West Brom defeat highlights where Chelsea need to spend big
Tuchel also doesn’t have a world class centre back, especially when it comes to a back four and there is the glaring issue of no 20 goal a season centre forward. Over a period of 6 years, the long term failures of the board have pigeon holed Tuchel’s options down to a back three. Using average players to cover for other average players.
Lampard tried to solve this a different way and was let down, Tuchel is attempting his own way now and only the next eight league games will determine if he succeeds.
It is worth remembering that next season could and should look very different, until then, reserving judgement on a manager in this situation is advised.
Was it too soon for Thiago Silva?
Now we move to those who were present at Stamford Bridge. Being given the early fixture after an international break is the graveyard shift. Picking players based off of fitness, time at the training ground and health above their tactical profile limits managers. Tuchel had all of this to juggle.
Thiago Silva had two weeks to continue his build up of fitness. Before digging out the Brazilian for this rash red card against West Brom it’s worth remembering that there were people who would have disrupted the Blue’s defence earlier in his path to fitness to shoehorn him into the side.
Although no Premier League game can be taken easily, it shouldn’t have been a huge risk to try one of Chelsea’s most consistent performers against the side 19th in the table. Elsewhere, Mason Mount was understandably rested due to starting all three England games, though his rest lasted only 45 minutes. Once again, if Tuchel can’t afford to give his most important player one half off without descending to anarchy then serious questions need to be asked.
With a packed schedule full of European travels to come, this was a wise game to give Mount off, as it happened, those that took the pitch manager and Mount down.
Again, there are no easy games in this league, Tuchel knew that. There’s no need to say it was a ‘learning curve’, the German and the Chelsea fans know the problems at the club and Tuchel is no novice to competition.
His worry will be that the implosion of his rotated side was so uncharacteristic of recent times that there will have to be a quick bounce back with the Blue’s first Champions League quarter final tie since 2014 on Wednesday.
What next for Jorginho and Kovacic
There is no point chucking the blame for a result like this around. Everything went wrong.
As covered before, Chelsea’s inept actions in the transfer market have left them without a defensive midfielder. With no N’Golo Kante they are forced to use two players to cover that middle ground. However, neither Jorginho or Kovacic have a defensively solid bone in their body.
Occasionally that can be excused. The pair bring an extremely unique set of skills on the ball, their passing, build up and link up will help to dictate entire games and control possession.
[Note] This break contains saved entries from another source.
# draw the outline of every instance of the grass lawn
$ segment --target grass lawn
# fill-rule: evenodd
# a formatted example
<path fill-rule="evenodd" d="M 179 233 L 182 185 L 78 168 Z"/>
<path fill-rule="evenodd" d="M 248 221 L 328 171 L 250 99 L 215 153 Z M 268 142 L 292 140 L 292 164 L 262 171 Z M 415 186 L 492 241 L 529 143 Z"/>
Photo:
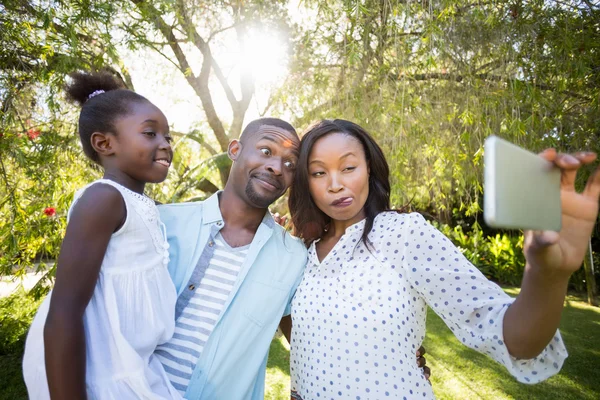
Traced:
<path fill-rule="evenodd" d="M 516 296 L 518 289 L 505 289 Z M 538 385 L 523 385 L 501 365 L 463 345 L 429 310 L 427 365 L 438 399 L 599 399 L 600 308 L 569 296 L 561 333 L 569 358 L 560 374 Z M 266 399 L 289 398 L 289 352 L 284 338 L 274 339 L 267 369 Z"/>
<path fill-rule="evenodd" d="M 517 289 L 506 289 L 511 295 Z M 523 385 L 504 367 L 462 346 L 431 310 L 424 346 L 438 399 L 600 398 L 600 309 L 567 299 L 561 334 L 569 357 L 561 372 L 538 385 Z"/>
<path fill-rule="evenodd" d="M 516 295 L 517 289 L 506 289 Z M 491 359 L 462 346 L 433 312 L 427 318 L 427 364 L 438 399 L 598 399 L 600 398 L 600 308 L 569 296 L 561 332 L 569 350 L 561 373 L 539 385 L 515 381 Z M 2 338 L 0 338 L 2 339 Z M 21 355 L 0 354 L 0 399 L 25 400 Z M 267 366 L 268 400 L 289 399 L 289 347 L 271 343 Z"/>

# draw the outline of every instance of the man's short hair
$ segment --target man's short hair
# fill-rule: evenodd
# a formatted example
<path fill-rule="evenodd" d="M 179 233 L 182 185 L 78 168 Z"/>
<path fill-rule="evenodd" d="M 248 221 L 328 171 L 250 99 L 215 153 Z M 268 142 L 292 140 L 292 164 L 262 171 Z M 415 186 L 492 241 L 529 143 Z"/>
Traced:
<path fill-rule="evenodd" d="M 277 128 L 281 128 L 298 136 L 298 133 L 289 122 L 279 118 L 259 118 L 246 125 L 246 128 L 244 128 L 244 131 L 240 135 L 240 142 L 243 142 L 244 139 L 247 139 L 249 136 L 258 132 L 260 127 L 264 125 L 276 126 Z"/>

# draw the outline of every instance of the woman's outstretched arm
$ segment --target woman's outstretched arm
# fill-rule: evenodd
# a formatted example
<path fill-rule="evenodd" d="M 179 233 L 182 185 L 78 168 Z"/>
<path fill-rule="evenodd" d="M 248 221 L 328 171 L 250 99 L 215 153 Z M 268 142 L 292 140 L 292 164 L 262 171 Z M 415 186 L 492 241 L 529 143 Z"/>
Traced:
<path fill-rule="evenodd" d="M 600 174 L 589 178 L 582 193 L 575 178 L 582 165 L 596 159 L 593 153 L 557 154 L 542 157 L 561 169 L 562 228 L 560 232 L 525 232 L 527 264 L 521 292 L 504 316 L 504 341 L 510 354 L 529 359 L 548 345 L 560 324 L 569 277 L 583 263 L 598 217 Z"/>

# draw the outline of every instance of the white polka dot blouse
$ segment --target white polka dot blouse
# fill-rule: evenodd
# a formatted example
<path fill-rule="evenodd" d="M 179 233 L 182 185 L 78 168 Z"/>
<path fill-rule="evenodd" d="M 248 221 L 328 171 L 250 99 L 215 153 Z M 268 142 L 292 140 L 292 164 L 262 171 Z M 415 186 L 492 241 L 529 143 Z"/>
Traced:
<path fill-rule="evenodd" d="M 420 214 L 379 214 L 369 248 L 364 226 L 349 227 L 322 262 L 315 243 L 309 249 L 292 300 L 290 369 L 299 398 L 434 399 L 415 356 L 427 306 L 520 382 L 560 370 L 567 351 L 558 331 L 538 357 L 510 356 L 502 320 L 513 300 Z"/>

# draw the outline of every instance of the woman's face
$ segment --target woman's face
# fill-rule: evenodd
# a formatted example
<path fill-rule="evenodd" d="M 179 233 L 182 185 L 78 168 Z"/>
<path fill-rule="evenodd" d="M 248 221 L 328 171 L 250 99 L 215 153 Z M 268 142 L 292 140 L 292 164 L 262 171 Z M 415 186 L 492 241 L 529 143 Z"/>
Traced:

When things go wrong and they are required as backbone, it seems Chelsea lose 5-2 to West Brom.
This was once again a calling for the midfield spine needed at Stamford Bridge. Joringho’s passing radar was skewed, not helping Thiago Silva’s need for a quiet return to action with wayward passes leading up to both yellow cards. When it came to standing strong and seeing out a half at 1-0 or even 1-1 his defensive faults were put on centre stage, slow to react and unhelpful out of possession.
As for Kovacic, he was largely just as poor in the first half though without the high profile action coming from his mistakes. The Croatian did improve and showed some of the little fight put up in a weak and tepid Chelsea performance, but his laziness and seemingly oblivious nature to sense any sort of danger cost his team dearly.
Billy Gilmour might not bring the desired defensive characteristics that this team needs, but after a performance that ‘would have been shouted about at the pub’, the Scot now has a very reasonable argument that he would offer more going forward.